Why You Should Make a What-I-Hate List from Your 9–6 Today
Because your future start-up comes from there

Each time I think my boss is acting like a dumb ass, I write it down.
I write it the way it is, like Stupid Boss.
The next time I catch him being stupid again, I write it down without sugar-coating.
It goes like this. Stupid Boss.
I will continue this exercise day after day, week after week. I am not using this as self-improvement, the way many people do. Oh, I do not want to make the same mistake he did, or so they say.
I fully respect people’s decisions.
For me, I want to grow my What-I-Hate list. This list is a personal journal, and I reference it for clarity. It tells me everything I needed to understand about myself.
That insight alone allows me to figure out my ideal start-up based on what I should not do. In a journey requiring 100 steps, this process fills up the first 50.
It is not too shabby for a start.
This is how it works.
It Identifies Problems You Never Knew Bothered You
All problems become smaller when you confront them instead of dodging them.
Yeah, but that works if we know what problems actually bother us enough to want to do something about it.
This is a critical distinction between all possible problems we encounter this lifetime, versus the subset we have to act to kill them off.
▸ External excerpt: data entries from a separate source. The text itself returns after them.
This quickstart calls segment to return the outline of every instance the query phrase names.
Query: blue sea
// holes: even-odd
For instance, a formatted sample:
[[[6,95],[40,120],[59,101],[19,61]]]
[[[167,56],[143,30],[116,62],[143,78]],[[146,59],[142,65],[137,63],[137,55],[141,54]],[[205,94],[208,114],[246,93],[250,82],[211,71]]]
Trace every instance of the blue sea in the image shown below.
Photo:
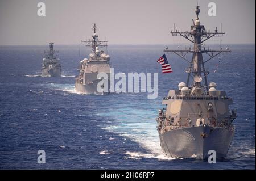
[[[238,115],[226,158],[216,164],[161,151],[154,118],[168,90],[186,81],[188,66],[167,54],[174,72],[162,74],[156,61],[164,46],[108,49],[115,73],[159,73],[154,99],[147,99],[148,93],[76,92],[79,62],[89,53],[84,47],[55,45],[63,70],[59,78],[40,76],[47,45],[0,47],[0,169],[255,169],[255,47],[229,46],[231,54],[205,65],[208,82],[233,98]],[[38,163],[39,150],[45,151],[44,164]]]

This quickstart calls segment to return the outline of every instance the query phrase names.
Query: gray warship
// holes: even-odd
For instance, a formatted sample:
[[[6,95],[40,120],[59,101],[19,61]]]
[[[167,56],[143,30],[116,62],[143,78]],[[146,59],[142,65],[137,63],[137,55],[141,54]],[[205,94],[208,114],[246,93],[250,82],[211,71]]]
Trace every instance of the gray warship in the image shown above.
[[[49,43],[49,50],[44,52],[43,58],[42,75],[43,77],[59,77],[61,74],[61,65],[60,59],[55,56],[53,43]]]
[[[193,43],[184,50],[164,50],[174,53],[188,62],[185,69],[188,74],[187,82],[180,82],[178,90],[170,90],[162,104],[166,108],[159,110],[156,117],[160,144],[163,152],[167,156],[207,159],[208,151],[213,150],[216,157],[225,157],[231,144],[235,127],[232,121],[237,117],[236,110],[229,110],[233,104],[232,98],[225,91],[217,90],[216,83],[208,84],[209,71],[205,64],[225,50],[213,50],[207,48],[203,42],[214,36],[222,36],[225,33],[210,32],[205,29],[199,18],[199,6],[196,6],[196,20],[191,30],[180,32],[174,28],[172,36],[182,36]],[[191,53],[192,60],[186,55]],[[209,56],[204,60],[203,54]]]
[[[99,48],[104,47],[106,48],[108,41],[101,41],[98,39],[98,35],[96,34],[97,29],[95,23],[93,30],[94,33],[92,36],[92,39],[81,41],[82,43],[87,43],[87,46],[91,47],[92,51],[89,58],[84,58],[80,61],[78,70],[79,75],[76,79],[75,90],[85,94],[102,94],[97,90],[97,85],[101,81],[97,79],[97,75],[101,72],[106,73],[109,78],[109,87],[110,57]]]

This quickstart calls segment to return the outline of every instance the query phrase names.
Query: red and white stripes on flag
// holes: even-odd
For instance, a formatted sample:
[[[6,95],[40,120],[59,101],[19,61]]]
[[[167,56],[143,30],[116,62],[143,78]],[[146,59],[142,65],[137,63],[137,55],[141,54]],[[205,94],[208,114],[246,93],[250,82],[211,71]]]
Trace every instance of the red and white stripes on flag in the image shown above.
[[[166,58],[166,54],[164,54],[158,60],[157,62],[162,65],[162,73],[167,73],[172,72],[171,65],[169,64]]]

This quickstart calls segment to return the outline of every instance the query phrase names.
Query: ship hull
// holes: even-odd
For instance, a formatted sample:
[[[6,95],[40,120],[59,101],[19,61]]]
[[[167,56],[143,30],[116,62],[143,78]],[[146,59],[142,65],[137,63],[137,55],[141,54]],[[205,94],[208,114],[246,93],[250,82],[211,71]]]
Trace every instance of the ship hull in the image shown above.
[[[92,83],[85,85],[76,82],[75,89],[76,91],[85,94],[105,95],[109,94],[109,91],[108,92],[103,93],[98,92],[97,90],[97,85],[100,81],[101,81],[101,80],[95,80]]]
[[[167,156],[205,159],[210,150],[216,151],[217,158],[225,157],[234,133],[229,128],[198,126],[170,131],[159,134],[159,137],[162,150]]]
[[[57,69],[44,69],[42,70],[43,77],[60,77],[61,70]]]

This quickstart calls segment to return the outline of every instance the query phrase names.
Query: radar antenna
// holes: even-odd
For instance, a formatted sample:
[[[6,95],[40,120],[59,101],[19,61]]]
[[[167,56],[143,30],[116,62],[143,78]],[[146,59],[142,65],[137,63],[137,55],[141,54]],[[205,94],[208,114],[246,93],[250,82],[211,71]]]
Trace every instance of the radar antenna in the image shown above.
[[[206,88],[207,94],[208,94],[209,87],[207,83],[207,76],[209,72],[205,68],[205,64],[212,60],[219,54],[221,53],[230,53],[231,50],[229,48],[226,48],[226,50],[223,50],[222,48],[220,50],[211,50],[209,48],[205,48],[204,45],[201,47],[201,43],[209,40],[214,36],[222,36],[225,33],[218,32],[216,28],[213,32],[210,32],[210,31],[206,31],[204,26],[201,24],[199,20],[199,14],[200,13],[199,6],[196,6],[195,12],[196,14],[196,20],[193,21],[193,25],[191,27],[189,31],[182,32],[176,30],[175,31],[171,31],[171,34],[173,36],[182,36],[188,40],[190,41],[193,44],[193,48],[191,47],[188,49],[180,50],[168,50],[164,49],[164,52],[171,52],[177,54],[178,56],[186,61],[189,64],[189,66],[186,69],[186,72],[188,74],[187,80],[187,86],[188,87],[189,85],[190,78],[193,79],[192,86],[196,87],[204,86],[202,85],[202,82],[199,81],[201,77],[201,74],[203,74],[203,78],[204,78],[204,86]],[[221,30],[222,27],[221,27]],[[185,56],[189,53],[192,53],[192,58],[191,60],[188,60]],[[207,60],[204,60],[203,54],[205,53],[209,57]]]

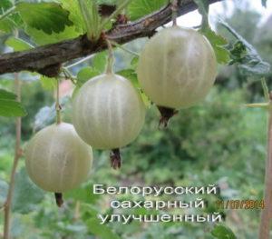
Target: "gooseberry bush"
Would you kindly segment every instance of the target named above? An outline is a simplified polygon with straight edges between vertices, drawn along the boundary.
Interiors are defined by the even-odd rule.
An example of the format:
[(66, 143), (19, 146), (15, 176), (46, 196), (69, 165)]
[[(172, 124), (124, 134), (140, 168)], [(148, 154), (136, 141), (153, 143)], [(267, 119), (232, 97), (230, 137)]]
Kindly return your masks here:
[[(13, 191), (21, 157), (32, 180), (27, 181), (31, 190), (54, 193), (59, 206), (67, 195), (69, 204), (73, 189), (80, 188), (95, 174), (92, 165), (98, 159), (92, 150), (109, 151), (112, 167), (121, 170), (121, 151), (139, 136), (149, 110), (156, 107), (160, 114), (159, 126), (170, 128), (168, 124), (172, 116), (205, 101), (219, 65), (238, 65), (245, 74), (257, 77), (269, 71), (269, 65), (232, 26), (220, 22), (236, 39), (234, 43), (211, 29), (209, 5), (213, 2), (0, 2), (0, 32), (5, 37), (5, 47), (14, 51), (0, 55), (0, 74), (14, 73), (16, 88), (15, 95), (5, 87), (0, 89), (0, 115), (18, 117), (15, 162), (3, 205), (5, 239), (11, 238)], [(265, 5), (266, 1), (262, 2)], [(195, 29), (180, 26), (177, 17), (192, 9), (201, 14), (201, 25)], [(172, 25), (165, 25), (167, 23)], [(146, 43), (139, 53), (123, 45), (140, 37), (146, 37)], [(125, 67), (114, 65), (116, 49), (133, 56), (129, 64), (123, 63)], [(29, 110), (20, 98), (24, 79), (39, 80), (54, 95), (54, 105), (44, 115), (53, 115), (55, 122), (47, 124), (45, 117), (43, 129), (34, 132), (31, 140), (21, 145), (21, 120)], [(66, 82), (73, 85), (73, 94), (66, 96), (72, 102), (69, 119), (65, 118), (69, 104), (64, 102), (65, 97), (60, 97), (60, 86)], [(264, 79), (262, 84), (269, 101)], [(153, 134), (158, 130), (154, 127)], [(123, 158), (123, 164), (128, 160)], [(73, 194), (75, 217), (83, 191), (78, 192)], [(83, 218), (90, 216), (92, 234), (119, 238), (108, 226), (99, 224), (97, 212), (90, 204), (83, 206), (90, 211)], [(223, 225), (216, 227), (212, 235), (236, 238)]]

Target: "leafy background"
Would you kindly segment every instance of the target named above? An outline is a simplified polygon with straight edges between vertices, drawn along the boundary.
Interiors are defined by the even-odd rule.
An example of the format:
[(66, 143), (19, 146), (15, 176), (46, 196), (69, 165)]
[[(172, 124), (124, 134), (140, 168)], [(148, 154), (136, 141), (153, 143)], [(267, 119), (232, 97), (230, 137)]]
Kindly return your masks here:
[[(38, 7), (31, 5), (34, 2), (40, 1), (18, 3), (15, 12), (0, 20), (2, 53), (73, 38), (85, 32), (76, 1), (58, 0), (54, 4), (44, 1)], [(116, 1), (100, 1), (102, 4), (106, 2), (114, 4)], [(166, 2), (135, 0), (128, 6), (128, 13), (131, 19), (137, 19), (160, 8)], [(248, 7), (248, 1), (242, 2), (237, 1), (231, 15), (220, 15), (223, 24), (214, 23), (217, 32), (225, 39), (215, 35), (209, 28), (202, 29), (217, 48), (221, 62), (229, 61), (231, 65), (220, 65), (216, 85), (205, 102), (180, 111), (171, 120), (169, 128), (158, 130), (159, 113), (151, 105), (141, 135), (133, 144), (122, 149), (123, 166), (121, 171), (110, 168), (109, 152), (95, 151), (90, 179), (81, 188), (65, 194), (65, 206), (58, 209), (51, 194), (32, 184), (24, 169), (24, 157), (20, 160), (12, 206), (13, 238), (236, 238), (234, 234), (238, 235), (237, 238), (257, 237), (259, 211), (257, 209), (225, 210), (222, 213), (226, 214), (226, 222), (217, 226), (209, 223), (138, 222), (126, 225), (121, 223), (102, 225), (96, 217), (97, 214), (164, 212), (139, 209), (116, 212), (109, 207), (111, 200), (137, 198), (129, 195), (101, 196), (92, 193), (93, 184), (161, 186), (218, 184), (221, 194), (205, 198), (209, 202), (206, 213), (217, 211), (215, 202), (218, 199), (262, 198), (267, 114), (263, 109), (248, 109), (243, 105), (264, 101), (260, 75), (265, 75), (271, 88), (271, 72), (267, 72), (265, 61), (272, 63), (272, 18), (260, 25), (259, 14)], [(0, 14), (12, 6), (12, 2), (2, 0)], [(30, 7), (33, 7), (31, 15), (27, 12)], [(205, 15), (205, 11), (207, 9), (203, 7), (202, 14)], [(233, 28), (230, 33), (227, 29), (228, 25), (233, 26), (238, 35), (233, 33)], [(15, 29), (19, 30), (15, 31)], [(145, 41), (139, 39), (125, 47), (139, 53)], [(255, 49), (251, 45), (259, 55), (254, 54)], [(137, 57), (120, 48), (115, 50), (114, 56), (115, 71), (128, 77), (138, 87), (135, 74)], [(75, 86), (69, 81), (63, 81), (61, 85), (63, 118), (66, 122), (71, 121), (73, 88), (78, 89), (90, 77), (102, 73), (105, 61), (104, 52), (69, 68), (77, 82)], [(23, 118), (22, 128), (24, 145), (34, 132), (54, 121), (53, 92), (55, 79), (27, 72), (20, 73), (19, 76), (23, 83), (24, 107), (15, 100), (13, 94), (8, 93), (14, 88), (14, 75), (4, 75), (0, 76), (0, 113), (5, 115), (10, 112), (15, 116), (24, 115), (27, 111), (27, 115)], [(3, 105), (8, 105), (10, 109), (3, 108)], [(11, 173), (14, 124), (10, 118), (0, 117), (0, 205), (5, 202)], [(170, 201), (189, 199), (191, 198), (173, 195), (160, 198)], [(198, 212), (189, 210), (189, 213)], [(188, 210), (179, 210), (179, 213), (185, 214)], [(1, 217), (0, 236), (3, 220)]]

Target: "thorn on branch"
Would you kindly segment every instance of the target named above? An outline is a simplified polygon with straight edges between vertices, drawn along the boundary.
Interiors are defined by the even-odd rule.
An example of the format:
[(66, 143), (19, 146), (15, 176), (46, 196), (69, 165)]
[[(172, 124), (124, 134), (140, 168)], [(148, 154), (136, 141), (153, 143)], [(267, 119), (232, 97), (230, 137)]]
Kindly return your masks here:
[(115, 148), (112, 150), (110, 158), (111, 158), (111, 164), (113, 169), (121, 168), (121, 160), (119, 148)]
[(55, 203), (58, 205), (58, 207), (61, 207), (64, 203), (63, 198), (63, 194), (54, 193), (54, 198), (55, 198)]
[(38, 73), (44, 75), (48, 77), (56, 77), (59, 75), (61, 72), (61, 67), (62, 67), (61, 64), (51, 65), (43, 69), (40, 69)]

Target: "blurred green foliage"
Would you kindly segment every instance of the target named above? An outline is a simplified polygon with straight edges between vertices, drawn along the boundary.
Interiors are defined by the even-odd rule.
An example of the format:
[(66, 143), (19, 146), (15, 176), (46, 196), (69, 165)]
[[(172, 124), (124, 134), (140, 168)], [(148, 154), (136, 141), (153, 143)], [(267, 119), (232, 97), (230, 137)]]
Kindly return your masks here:
[[(64, 1), (62, 1), (64, 2)], [(68, 2), (68, 1), (67, 1)], [(140, 1), (141, 2), (141, 1)], [(147, 1), (142, 1), (147, 2)], [(160, 2), (160, 3), (159, 3)], [(158, 7), (164, 3), (159, 1)], [(68, 7), (68, 6), (67, 6)], [(151, 9), (158, 8), (155, 5)], [(155, 9), (154, 8), (154, 9)], [(130, 9), (129, 9), (130, 10)], [(141, 10), (141, 9), (140, 9)], [(136, 12), (135, 18), (143, 12)], [(148, 10), (148, 9), (145, 9)], [(271, 18), (257, 27), (259, 15), (255, 11), (237, 8), (231, 17), (225, 19), (236, 26), (238, 33), (250, 44), (257, 46), (264, 60), (272, 63)], [(250, 24), (248, 24), (248, 21)], [(44, 38), (38, 30), (32, 31), (33, 38), (41, 44), (52, 40)], [(229, 40), (232, 36), (219, 28)], [(63, 35), (53, 41), (65, 38), (74, 29), (66, 27)], [(80, 30), (78, 30), (80, 32)], [(24, 35), (22, 34), (22, 35)], [(76, 34), (75, 34), (76, 35)], [(54, 35), (53, 35), (54, 36)], [(0, 42), (6, 36), (0, 38)], [(234, 40), (234, 39), (232, 39)], [(144, 40), (126, 45), (139, 52)], [(0, 45), (2, 51), (2, 45)], [(132, 56), (121, 50), (115, 51), (115, 70), (131, 75), (127, 70)], [(137, 59), (136, 59), (137, 60)], [(73, 68), (73, 74), (80, 75), (84, 82), (92, 75), (93, 69), (104, 65), (104, 54), (90, 59)], [(103, 68), (99, 68), (102, 71)], [(134, 77), (134, 75), (132, 75)], [(133, 80), (133, 77), (131, 80)], [(51, 91), (43, 88), (43, 81), (35, 75), (21, 74), (23, 78), (22, 102), (28, 115), (23, 118), (23, 146), (27, 144), (34, 131), (53, 122), (54, 105)], [(271, 75), (267, 75), (271, 86)], [(48, 80), (48, 79), (46, 79)], [(44, 80), (44, 81), (46, 81)], [(42, 83), (42, 84), (41, 84)], [(12, 75), (1, 75), (1, 87), (13, 90)], [(48, 86), (48, 85), (47, 85)], [(46, 87), (45, 87), (46, 88)], [(99, 224), (97, 214), (163, 214), (146, 209), (117, 211), (110, 209), (110, 202), (118, 200), (154, 200), (132, 195), (96, 195), (92, 184), (108, 185), (171, 185), (202, 186), (219, 184), (219, 195), (203, 196), (208, 201), (205, 213), (218, 211), (216, 201), (228, 199), (262, 198), (266, 158), (267, 112), (262, 109), (248, 109), (244, 104), (263, 101), (259, 79), (243, 75), (236, 66), (220, 67), (216, 86), (206, 101), (190, 109), (181, 110), (171, 119), (168, 128), (159, 130), (159, 112), (154, 105), (148, 111), (144, 128), (133, 144), (121, 150), (123, 164), (121, 171), (110, 167), (109, 152), (94, 152), (92, 175), (81, 188), (64, 194), (65, 206), (57, 208), (53, 195), (36, 188), (25, 174), (24, 158), (20, 160), (16, 174), (13, 202), (12, 235), (18, 239), (209, 239), (220, 234), (232, 235), (228, 227), (239, 239), (257, 237), (258, 210), (224, 210), (228, 227), (213, 224), (195, 223), (148, 223), (132, 222)], [(62, 99), (63, 120), (71, 120), (71, 98)], [(15, 121), (0, 117), (0, 207), (7, 191), (15, 145)], [(158, 200), (158, 198), (157, 198)], [(164, 195), (160, 200), (192, 200), (191, 195)], [(198, 213), (190, 210), (189, 213)], [(2, 214), (2, 211), (0, 212)], [(179, 210), (179, 214), (188, 210)], [(0, 217), (0, 236), (3, 231), (3, 217)], [(213, 232), (211, 234), (211, 232)]]

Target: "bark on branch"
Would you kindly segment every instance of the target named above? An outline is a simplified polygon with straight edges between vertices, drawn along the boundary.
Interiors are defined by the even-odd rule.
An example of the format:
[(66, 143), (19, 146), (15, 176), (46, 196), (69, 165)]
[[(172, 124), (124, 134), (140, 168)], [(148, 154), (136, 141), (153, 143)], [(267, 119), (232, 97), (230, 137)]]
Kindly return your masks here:
[[(221, 0), (209, 0), (213, 4)], [(181, 15), (197, 9), (193, 0), (180, 0), (178, 15)], [(171, 7), (166, 7), (138, 21), (116, 25), (106, 33), (107, 36), (119, 44), (136, 38), (151, 36), (156, 28), (171, 20)], [(91, 42), (86, 35), (57, 44), (36, 47), (32, 50), (0, 55), (0, 75), (5, 73), (31, 71), (47, 76), (56, 76), (63, 63), (102, 51), (106, 43), (100, 39)]]

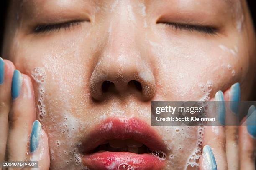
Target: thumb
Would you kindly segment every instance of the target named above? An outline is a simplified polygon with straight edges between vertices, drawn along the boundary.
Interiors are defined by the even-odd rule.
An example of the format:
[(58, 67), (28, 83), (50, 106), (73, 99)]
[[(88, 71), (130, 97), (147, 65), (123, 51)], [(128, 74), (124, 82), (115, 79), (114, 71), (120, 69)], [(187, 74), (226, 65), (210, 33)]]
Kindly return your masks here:
[(30, 136), (30, 160), (38, 161), (38, 168), (33, 170), (48, 170), (50, 168), (50, 155), (48, 138), (38, 120), (34, 122)]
Mum’s nagging is a problem. But if we learned to live with it, then it is just background noise.
Real problems annoy, frustrate, disturb us to a point where we cannot stop thinking about solving them once and for all, for the good of Mankind. And maybe, earn some dollars and cents out of it.
The initialization of your future start-up is in play.
But first, let us go through the What-I-Hate list.
Curate the Problems You Want to Solve from the What-I-Hate List
First, you grow the list. Next, you curate items from the list.
Go deep in the line items, circle repeat ones, and keep asking why it bothers you. I will circle back to my introduction on Stupid Boss.
2 words make a villain:
- He is a Stupid Boss because he prioritizes administrative reports over the speed of customer turnover.
- He is a Stupid Boss because he doesn’t understand what the customer wants.
- He is a Stupid Boss because he doesn’t believe in investing time and money into digital marketing and content creation.
- He is a Stupid Boss because.
- He is a Stupid Boss because.
Focus on one thing and keep drilling the list. You have to because gems illuminating your future are hidden from plain sight in this list of grudges and laments.
When you are done with your list, take a deep look at what you have written. Let us take this sentence.
He is a Stupid Boss because he doesn’t believe in investing time and money into digital marketing and content creation.
Bootstrap all personal elements away as we examine this statement. What does it say about me?
These are my thoughts (the good):
- Going digital means achieving massive reach at faster speeds.
- Faster speed meant we can do more within the same timeframe, unlike traditional marketing domains like free-to-air advertisements or out-of-door media.
- Well-crafted content drives impressions, drives sales conversion.
These are my thoughts (the bad but not personal):
- He is stupid because he cannot foresee the upcoming trend.
- I expect my boss to be ahead of the innovation adoption curve.
I derived 5 gems from my What-I-Hate list, and they influenced me to partake in start-up ventures and projects that align with my thinking.
It provides clarity in what I do.
I choose to work with business partners who consistently stay ahead of the innovation curve. Live-streaming? Check. Bitclout? Check. Ethereum-based website business? Check.
It also points me to the skillsets I have to acquire to get better.
Great content requires good video-taking, clear articulation of ideas within 2 minutes, short and sharp copywriting, understanding what makes each digital platform tick.
Impressions drive sales. Before that, the conversion mechanism must be up in place. Great stuff, now where to learn that?
It tells me the personality types I cannot work with. This insight pays dividends. Always work with people allowing you can sleep well at night.
It points to a whole new level of focus, exploration, and possible future. My start-up will be digital, innovation-driven, with minimal bureaucracy.
And it starts from the What-I-Hate list.
Summary
I envy everyone who knows what they want to do in life.
I took the long road because I have to figure it out. Even figuring it out requires figuring out. The way I do that is to examine what I don’t appreciate.
I create a What-I-Hate list, drill it real deep, understand what makes me boil, reverse-engineer it, and ask if that makes me tick.
That is my trick.
Give it a try. It might work for you if you are trying to figure your future start-up.
As a content contributor, I write my observations from daily life and my business exposure. Because our life experience is the bedrock of our unique perspectives.